In a 2017 article, Anne Case and Angus Deaton showed that after a long period of decline, mortality among middle-aged people (45-54 years), the non-Hispanic white population in the United States began to decline. increase in the early 2000s, and accelerated. strongly after 2011-12. Their most striking finding was the rapid increase in what they called “deaths of despair”, resulting from suicide or drug addiction, mainly among low-skilled workers.
Deaton and Case attributed this reversal in mortality among America’s non-Hispanic white population to growing job insecurity associated with creative destruction, which often results in increased instability in family households. More generally, we have moved from a world where many people could expect to spend their entire careers in the same firm, with a probability of evolution, to a world where frequent disruptions have become the norm.

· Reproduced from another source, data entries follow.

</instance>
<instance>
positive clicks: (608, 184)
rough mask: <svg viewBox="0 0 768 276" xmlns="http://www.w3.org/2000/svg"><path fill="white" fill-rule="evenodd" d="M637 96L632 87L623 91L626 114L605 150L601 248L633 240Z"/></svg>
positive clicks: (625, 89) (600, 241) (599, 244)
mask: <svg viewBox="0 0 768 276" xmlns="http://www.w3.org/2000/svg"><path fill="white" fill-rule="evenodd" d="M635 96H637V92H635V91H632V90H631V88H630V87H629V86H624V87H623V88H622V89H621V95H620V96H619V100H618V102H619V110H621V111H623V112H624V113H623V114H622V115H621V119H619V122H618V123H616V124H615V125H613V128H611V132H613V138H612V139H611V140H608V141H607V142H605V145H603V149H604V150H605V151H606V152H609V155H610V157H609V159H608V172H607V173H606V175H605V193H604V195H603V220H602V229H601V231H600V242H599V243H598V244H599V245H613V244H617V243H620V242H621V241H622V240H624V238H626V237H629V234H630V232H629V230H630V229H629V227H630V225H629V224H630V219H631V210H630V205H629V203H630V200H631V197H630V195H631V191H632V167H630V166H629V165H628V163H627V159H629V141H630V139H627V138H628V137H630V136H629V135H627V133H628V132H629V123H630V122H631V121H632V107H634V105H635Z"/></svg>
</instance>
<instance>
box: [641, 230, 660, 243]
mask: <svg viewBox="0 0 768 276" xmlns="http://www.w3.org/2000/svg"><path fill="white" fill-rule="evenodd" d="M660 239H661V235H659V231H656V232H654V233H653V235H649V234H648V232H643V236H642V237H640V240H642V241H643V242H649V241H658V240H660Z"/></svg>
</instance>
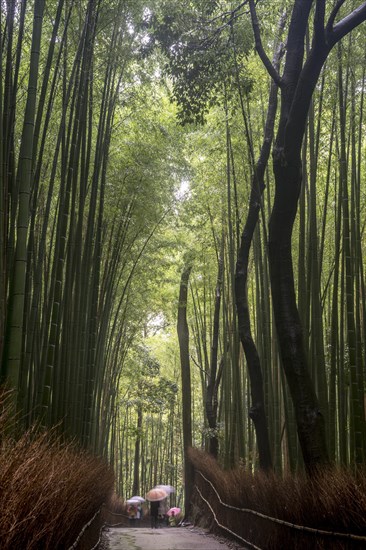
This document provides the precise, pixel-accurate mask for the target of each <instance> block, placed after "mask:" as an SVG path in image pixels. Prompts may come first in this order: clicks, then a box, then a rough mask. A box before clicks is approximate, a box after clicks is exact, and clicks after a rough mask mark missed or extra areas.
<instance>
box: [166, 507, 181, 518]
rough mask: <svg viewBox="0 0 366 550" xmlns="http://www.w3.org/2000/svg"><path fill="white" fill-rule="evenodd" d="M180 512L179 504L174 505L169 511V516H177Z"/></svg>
mask: <svg viewBox="0 0 366 550" xmlns="http://www.w3.org/2000/svg"><path fill="white" fill-rule="evenodd" d="M178 514H180V508H178V507H177V506H173V508H170V510H168V511H167V516H177V515H178Z"/></svg>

Is it possible to design a system that makes creative destruction more acceptable by allowing individuals to navigate periods of unemployment with more peace of mind and in a way that benefits the economy as a whole? A major 2017 study by Alexandra Roulet suggests that Denmark, which introduced a flexicurity system in 1993, may have found the right formula.

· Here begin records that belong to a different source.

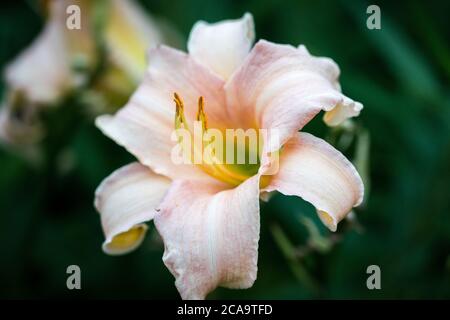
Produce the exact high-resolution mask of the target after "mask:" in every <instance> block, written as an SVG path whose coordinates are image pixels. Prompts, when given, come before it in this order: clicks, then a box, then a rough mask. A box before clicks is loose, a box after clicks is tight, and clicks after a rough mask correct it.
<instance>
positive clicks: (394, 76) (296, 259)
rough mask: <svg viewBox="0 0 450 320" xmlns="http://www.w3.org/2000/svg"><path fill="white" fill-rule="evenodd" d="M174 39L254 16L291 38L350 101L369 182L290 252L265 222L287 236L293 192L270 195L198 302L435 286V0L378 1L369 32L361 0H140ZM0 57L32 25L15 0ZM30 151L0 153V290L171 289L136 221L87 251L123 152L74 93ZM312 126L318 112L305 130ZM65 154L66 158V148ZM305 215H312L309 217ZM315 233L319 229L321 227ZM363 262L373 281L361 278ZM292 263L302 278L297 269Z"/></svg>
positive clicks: (95, 237) (443, 205) (159, 241)
mask: <svg viewBox="0 0 450 320" xmlns="http://www.w3.org/2000/svg"><path fill="white" fill-rule="evenodd" d="M142 3H143V5H144V7H145V8H146V9H148V10H149V12H151V13H153V14H154V15H157V16H162V17H165V18H167V19H169V20H170V21H171V22H172V23H173V24H174V25H175V26H176V27H177V28H178V29H179V30H180V31H181V32H182V34H183V36H184V37H185V38H186V37H187V35H188V33H189V30H190V28H191V26H192V25H193V24H194V23H195V22H196V21H197V20H200V19H204V20H207V21H218V20H222V19H226V18H237V17H240V16H241V15H242V14H243V13H244V12H246V11H248V12H251V13H252V14H253V15H254V19H255V24H256V34H257V38H258V39H259V38H264V39H267V40H270V41H273V42H278V43H289V44H293V45H297V44H299V43H303V44H305V45H306V46H307V47H308V49H309V50H310V51H311V53H313V54H315V55H323V56H329V57H332V58H333V59H334V60H335V61H336V62H337V63H338V64H339V66H340V67H341V70H342V76H341V83H342V87H343V90H344V92H345V93H346V94H347V95H348V96H350V97H352V98H353V99H355V100H359V101H361V102H362V103H363V104H364V106H365V108H364V111H363V112H362V114H361V116H360V118H359V120H358V124H359V125H360V126H362V127H364V128H366V129H368V130H369V132H370V136H371V149H370V151H371V153H370V177H371V188H370V194H369V197H368V202H367V205H366V207H365V208H363V209H361V210H359V211H358V212H357V213H358V219H359V224H360V228H359V229H358V228H354V227H348V228H346V225H345V224H344V225H343V226H341V227H340V228H339V229H340V231H339V237H340V241H339V242H338V243H337V244H335V245H334V246H333V248H332V249H331V250H330V251H328V252H326V253H323V252H312V253H310V254H308V255H306V257H304V258H301V259H293V258H292V257H290V255H289V252H288V253H287V254H283V251H282V250H281V248H280V245H279V243H278V242H276V241H274V237H273V233H272V232H271V230H273V228H274V225H276V226H279V227H280V228H281V230H283V232H284V235H285V236H287V237H288V238H289V240H290V242H291V243H292V244H294V245H296V246H300V247H301V246H303V245H304V243H305V241H306V238H307V233H306V229H305V228H304V226H303V225H302V224H301V222H300V219H299V218H300V217H301V216H303V215H305V216H311V217H312V216H313V215H312V208H311V207H310V206H309V205H306V204H305V203H304V202H303V201H302V200H300V199H296V198H288V197H283V196H281V195H278V196H276V197H274V198H273V199H272V200H271V201H270V202H269V203H268V204H266V205H263V208H262V212H261V219H262V230H261V241H260V250H259V272H258V279H257V281H256V283H255V285H254V286H253V287H252V288H251V289H248V290H237V291H236V290H226V289H218V290H216V291H215V292H214V293H213V294H211V295H210V298H275V299H299V298H376V299H378V298H389V299H390V298H450V200H449V198H450V89H449V83H450V41H449V40H450V22H449V21H450V20H449V17H448V15H449V12H450V5H449V4H450V2H449V1H404V2H400V1H383V2H377V4H378V5H380V7H381V12H382V29H381V30H373V31H370V30H368V29H367V28H366V26H365V20H366V18H367V14H366V12H365V10H366V8H367V5H368V4H370V3H365V2H364V1H300V0H288V1H275V0H254V1H199V0H184V1H163V0H159V1H142ZM0 10H1V13H0V46H1V50H0V64H1V66H0V67H1V68H2V69H3V67H4V66H5V64H6V63H7V62H8V61H10V60H11V59H13V58H14V57H15V56H16V55H17V54H18V53H19V52H20V51H21V50H23V49H24V48H25V47H27V46H28V45H29V44H30V42H31V41H32V39H33V38H34V37H35V36H36V35H37V34H38V32H39V31H40V29H41V28H42V25H43V21H42V19H41V17H40V16H39V15H38V14H37V13H36V12H35V11H33V9H32V8H31V6H30V2H20V1H5V2H2V6H1V9H0ZM46 123H47V125H48V126H49V128H50V129H49V134H48V136H47V138H46V139H45V141H44V142H43V147H44V150H45V159H44V162H43V164H42V165H40V166H32V165H30V164H28V163H27V162H26V161H24V160H23V158H22V157H20V156H18V155H15V154H14V153H11V152H9V151H8V150H6V149H3V148H1V149H0V297H2V298H48V297H58V298H178V293H177V291H176V289H175V286H174V284H173V278H172V276H171V275H170V273H169V271H168V270H167V269H166V268H165V267H164V265H163V263H162V261H161V256H162V252H163V247H162V245H161V243H160V241H159V239H158V237H157V235H156V232H155V230H154V228H153V226H151V228H150V232H149V234H148V236H147V238H146V240H145V242H144V244H143V245H142V246H141V248H139V249H138V250H137V251H135V252H133V253H132V254H129V255H127V256H122V257H110V256H107V255H105V254H103V252H102V251H101V243H102V241H103V235H102V231H101V227H100V220H99V216H98V214H97V213H96V211H95V210H94V208H93V205H92V203H93V195H94V190H95V188H96V186H97V185H98V184H99V183H100V181H101V180H102V179H103V178H104V177H106V176H107V175H108V174H110V173H111V172H112V171H113V170H115V169H116V168H119V167H120V166H121V165H124V164H126V163H129V162H130V161H131V160H132V157H131V156H130V155H128V154H127V153H126V152H125V151H124V150H123V149H122V148H120V147H118V146H116V145H115V144H114V142H112V141H111V140H109V139H108V138H106V137H105V136H103V135H102V134H101V133H100V131H99V130H97V129H96V128H95V127H94V125H93V122H92V119H89V118H88V117H86V116H85V113H84V112H83V111H82V108H80V107H79V105H77V103H76V101H75V102H74V101H71V100H69V101H67V102H66V103H65V105H64V106H63V108H60V109H59V110H57V111H55V112H52V113H51V114H49V115H48V116H47V117H46ZM305 130H306V131H310V132H313V133H316V134H318V135H319V136H322V137H324V136H325V135H326V134H327V133H328V131H327V130H328V129H326V128H325V127H324V125H323V124H322V123H321V121H320V119H316V120H315V121H314V122H313V123H311V124H310V125H308V126H307V127H306V128H305ZM68 159H69V160H70V159H71V160H70V161H69V160H68ZM315 222H317V220H315ZM320 230H321V232H323V234H324V235H325V236H326V237H329V234H328V233H327V232H326V231H325V230H324V229H323V228H322V227H321V228H320ZM71 264H77V265H79V266H80V267H81V270H82V290H80V291H76V290H74V291H69V290H67V289H66V277H67V275H66V268H67V266H68V265H71ZM371 264H377V265H379V266H380V267H381V272H382V278H381V283H382V289H381V290H374V291H370V290H368V289H367V288H366V278H367V274H366V267H367V266H368V265H371ZM293 270H297V272H298V270H301V271H304V272H307V273H308V274H309V277H310V278H312V279H313V281H314V282H315V289H312V288H311V287H310V284H309V282H308V281H307V280H305V277H303V276H302V274H300V275H298V274H297V276H295V273H294V272H293Z"/></svg>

The Danish system is based on two pillars. It makes the labor market more flexible by simplifying the dismissal procedures of companies. But, to protect laid-off workers, the government is offering generous unemployment benefits, as well as a substantial investment in vocational training to give people the skills they need to re-enter the workforce.
Roulet compared the health of Danish workers whose workplace closed between 2001 and 2006 with that of workers of the same profile (including age, experience and skills) whose employer did not close. His findings are striking: Business closures do not affect some important individual health indicators, including the use of antidepressants or the likelihood of seeing a general practitioner. Closing a business has also not affected the death rate of its workers.
By establishing its flexicurity system, Denmark has achieved two goals simultaneously. First, it has fostered innovative growth by making creative destruction easier to implement and also more effective (thanks to the accompanying public investment in vocational training). Second, the program made innovation-based growth more protective and inclusive by providing income support to facilitate the re-integration of laid-off workers into the labor market.
One of the many economic lessons from the Covid-19 pandemic is that innovation and inclusion don’t have to be mutually exclusive. By pursuing the right policies, Western governments can promote both and thus contribute to a dynamic and equitable recovery.
Philippe Aghion, professor at the Collège de France and at the London School of Economics and Political Science, is a member of the Econometric Society and of the American Academy of Arts and Sciences.
Aymann Mhammedi is a research assistant at the Collège de France.
Disclaimer: This article first appeared on Project Syndicate and is published by Special Syndication Agreement.